Milk Al-Yamin, Otomatis Dilindungi Negara?

OLEH ABDUL ROHMAN

Abdul Rohman, Penulis Buku Presiden Soeharto dan Visi Kenusantaraan, -Dok. CDN

Beda dengan hukum konvensional, yang pemberlakuaanya melalui tahapan-tahapan formal. Banyak ragam pandangan akademik/pakar terkait hukum baru. Namun pemberlakuannya setelah diundangkan sebagai UU konvensional.

Dalam masyarakat beragama tidak formalis seperti itu. Mana yang diyakini sebagai pandangan keagamaan yang benar, itulah yang diikuti.

Terkait UU konvensional pun, mereka juga lupa bahwa ada klausul dalam UU Perkawinan tahun 1974, yang menyatakan bahwa “pernikahan syah menurut agamanya masing-masing”.

Artinya, jika konsep Milk Al-Yamin dibenarkan dalam Islam, maka dengan sendirinya, atas amanat UU, maka dilindungi berlakunya di Indonesia.

Terus bagaimana jalan aman yang maslahat (bermanfaat) dalam menyikapi kemunculan konsep Milk Al Yamin?

Harus dipahami dalam realitas kehidupaan kita ada beragam variabel yang berjalan beriringan. Pertama, ada disertasi akademis, lingkungan akademis dan tradisi akademis. Kedua, ada hukum konvensional yang berlaku di negara kita. Ketiga, ada lembaga-lembaga keulamaan yang tugasnya memverifikasi kebenaran hukum Islam yang bisa dianut oleh masyarakat.
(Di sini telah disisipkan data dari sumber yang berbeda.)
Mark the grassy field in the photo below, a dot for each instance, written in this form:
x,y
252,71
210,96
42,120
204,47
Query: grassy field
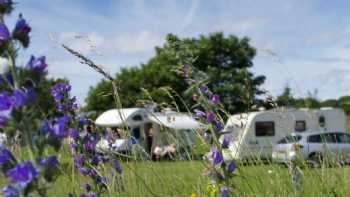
x,y
182,178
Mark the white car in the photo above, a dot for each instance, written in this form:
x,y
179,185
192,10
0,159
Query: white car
x,y
313,147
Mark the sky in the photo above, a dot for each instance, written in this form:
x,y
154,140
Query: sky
x,y
302,43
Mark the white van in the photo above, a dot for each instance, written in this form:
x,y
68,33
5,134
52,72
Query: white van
x,y
253,135
147,128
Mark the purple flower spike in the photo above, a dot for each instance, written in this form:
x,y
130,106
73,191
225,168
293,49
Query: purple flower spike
x,y
22,174
215,99
3,121
79,161
225,192
210,117
21,31
6,156
195,97
87,187
22,26
37,64
199,113
117,167
217,157
59,129
6,6
84,170
10,191
204,89
225,141
5,101
19,98
73,133
91,194
4,33
231,167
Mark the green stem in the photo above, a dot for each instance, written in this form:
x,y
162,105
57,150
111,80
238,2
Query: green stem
x,y
13,68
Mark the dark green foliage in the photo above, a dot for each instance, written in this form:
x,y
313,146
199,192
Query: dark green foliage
x,y
226,60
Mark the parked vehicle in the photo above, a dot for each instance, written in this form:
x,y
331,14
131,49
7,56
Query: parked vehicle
x,y
313,147
147,129
253,135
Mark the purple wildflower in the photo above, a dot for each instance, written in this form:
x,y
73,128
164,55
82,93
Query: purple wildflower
x,y
117,166
37,64
89,146
3,121
6,156
204,89
5,101
210,117
79,161
22,26
231,167
215,99
73,133
84,170
21,31
10,191
225,141
217,157
46,127
19,98
218,126
195,97
225,192
74,147
96,159
59,129
31,95
91,194
6,6
199,113
23,174
4,33
50,161
87,187
217,175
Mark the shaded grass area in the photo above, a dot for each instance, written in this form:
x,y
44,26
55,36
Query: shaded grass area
x,y
182,178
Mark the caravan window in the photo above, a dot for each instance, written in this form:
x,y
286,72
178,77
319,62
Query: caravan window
x,y
137,118
265,128
300,125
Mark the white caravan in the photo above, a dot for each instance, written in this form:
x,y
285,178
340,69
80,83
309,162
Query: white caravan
x,y
252,135
165,127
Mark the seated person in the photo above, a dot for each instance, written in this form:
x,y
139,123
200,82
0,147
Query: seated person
x,y
166,151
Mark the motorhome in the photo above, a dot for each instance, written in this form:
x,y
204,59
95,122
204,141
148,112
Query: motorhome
x,y
148,129
252,135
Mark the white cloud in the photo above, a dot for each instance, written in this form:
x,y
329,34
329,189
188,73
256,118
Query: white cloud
x,y
144,41
83,43
242,26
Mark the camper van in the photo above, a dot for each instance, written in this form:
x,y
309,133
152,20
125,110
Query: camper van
x,y
252,135
148,129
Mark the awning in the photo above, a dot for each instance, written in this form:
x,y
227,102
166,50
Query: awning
x,y
116,117
177,121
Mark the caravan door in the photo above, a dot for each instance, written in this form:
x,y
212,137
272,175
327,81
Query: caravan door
x,y
266,130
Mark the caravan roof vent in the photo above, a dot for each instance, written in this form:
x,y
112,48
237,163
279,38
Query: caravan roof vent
x,y
262,109
326,108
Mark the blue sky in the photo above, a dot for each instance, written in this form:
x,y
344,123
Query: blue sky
x,y
303,43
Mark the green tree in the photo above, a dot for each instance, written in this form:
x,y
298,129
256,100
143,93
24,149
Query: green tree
x,y
344,103
286,98
225,59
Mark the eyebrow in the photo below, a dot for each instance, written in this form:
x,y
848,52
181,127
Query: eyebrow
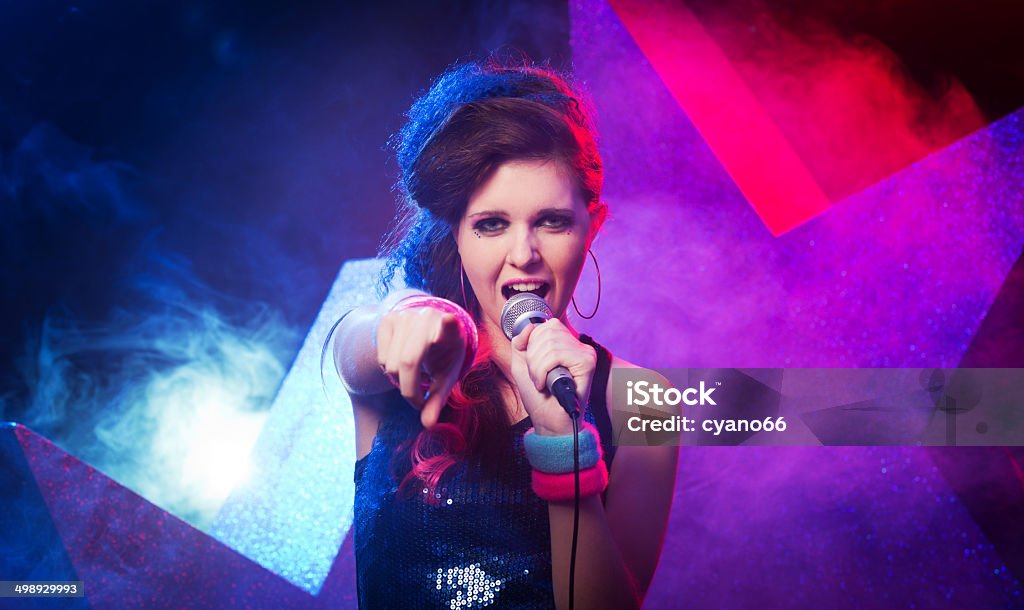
x,y
542,212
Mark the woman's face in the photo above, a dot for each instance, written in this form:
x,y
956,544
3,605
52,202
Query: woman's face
x,y
525,229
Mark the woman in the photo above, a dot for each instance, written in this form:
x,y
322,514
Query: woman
x,y
462,496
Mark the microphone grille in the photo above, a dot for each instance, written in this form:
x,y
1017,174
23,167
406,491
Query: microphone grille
x,y
521,306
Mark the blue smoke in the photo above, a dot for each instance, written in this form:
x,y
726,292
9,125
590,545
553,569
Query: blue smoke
x,y
167,390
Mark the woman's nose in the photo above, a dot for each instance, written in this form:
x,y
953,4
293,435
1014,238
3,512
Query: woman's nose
x,y
523,250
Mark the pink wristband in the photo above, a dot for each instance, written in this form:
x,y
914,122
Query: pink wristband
x,y
466,323
562,487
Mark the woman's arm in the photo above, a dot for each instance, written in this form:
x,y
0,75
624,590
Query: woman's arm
x,y
419,350
621,539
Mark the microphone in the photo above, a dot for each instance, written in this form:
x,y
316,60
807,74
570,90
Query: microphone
x,y
524,309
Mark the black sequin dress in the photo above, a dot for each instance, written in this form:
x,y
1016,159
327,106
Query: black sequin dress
x,y
483,539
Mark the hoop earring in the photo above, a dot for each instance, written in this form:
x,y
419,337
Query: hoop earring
x,y
593,313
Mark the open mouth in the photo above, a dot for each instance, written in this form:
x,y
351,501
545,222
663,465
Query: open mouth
x,y
538,288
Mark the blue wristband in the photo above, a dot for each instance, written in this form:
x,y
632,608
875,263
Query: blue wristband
x,y
553,454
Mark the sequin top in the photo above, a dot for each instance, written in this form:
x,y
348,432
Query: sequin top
x,y
484,537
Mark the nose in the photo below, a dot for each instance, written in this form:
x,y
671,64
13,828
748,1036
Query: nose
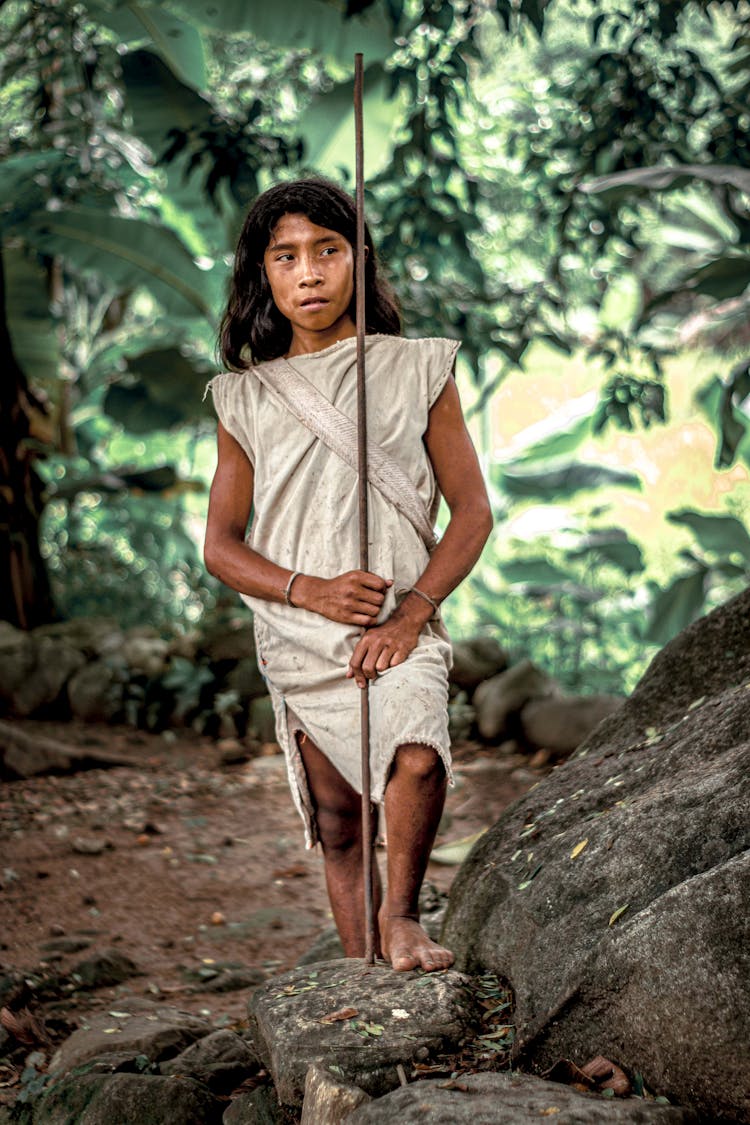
x,y
309,271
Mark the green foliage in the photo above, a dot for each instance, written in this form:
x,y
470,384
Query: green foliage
x,y
569,602
512,204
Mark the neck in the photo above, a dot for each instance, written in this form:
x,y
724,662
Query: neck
x,y
304,342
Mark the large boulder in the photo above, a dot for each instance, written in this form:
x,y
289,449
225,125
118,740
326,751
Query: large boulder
x,y
476,659
615,894
512,1098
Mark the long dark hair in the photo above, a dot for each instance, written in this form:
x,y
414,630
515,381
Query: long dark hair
x,y
252,323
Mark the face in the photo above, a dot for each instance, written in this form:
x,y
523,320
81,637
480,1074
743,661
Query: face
x,y
310,270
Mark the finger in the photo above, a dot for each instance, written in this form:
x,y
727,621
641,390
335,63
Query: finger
x,y
360,619
368,665
373,581
371,605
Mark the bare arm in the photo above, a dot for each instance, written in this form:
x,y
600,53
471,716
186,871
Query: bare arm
x,y
354,597
460,480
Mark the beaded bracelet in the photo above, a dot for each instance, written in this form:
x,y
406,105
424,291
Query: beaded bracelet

Bukan soal tradisi akademik saja, dalam Islam mengenal ijtihad. Maka selama ini banyak varian tafsir terhadap banyak hal dalam Islam. Hal itu telah berjalan beriringan berabad-abad.

Sudah merupakan hal biasa, walaupun dalam persyaratan-persyaratan ketat. Termasuk siapa yang diterima bisa melakukan ijtihad.

Apakah cendekiawan biasa yang menulis disertasi, bisa dikategorikan mujtahid?  Itu wilayah pembahaasan yang akan panjang lagi. Masing-masing ijtihad punya penganut dan diikuti bagi yang meyakininya.

Lihat juga...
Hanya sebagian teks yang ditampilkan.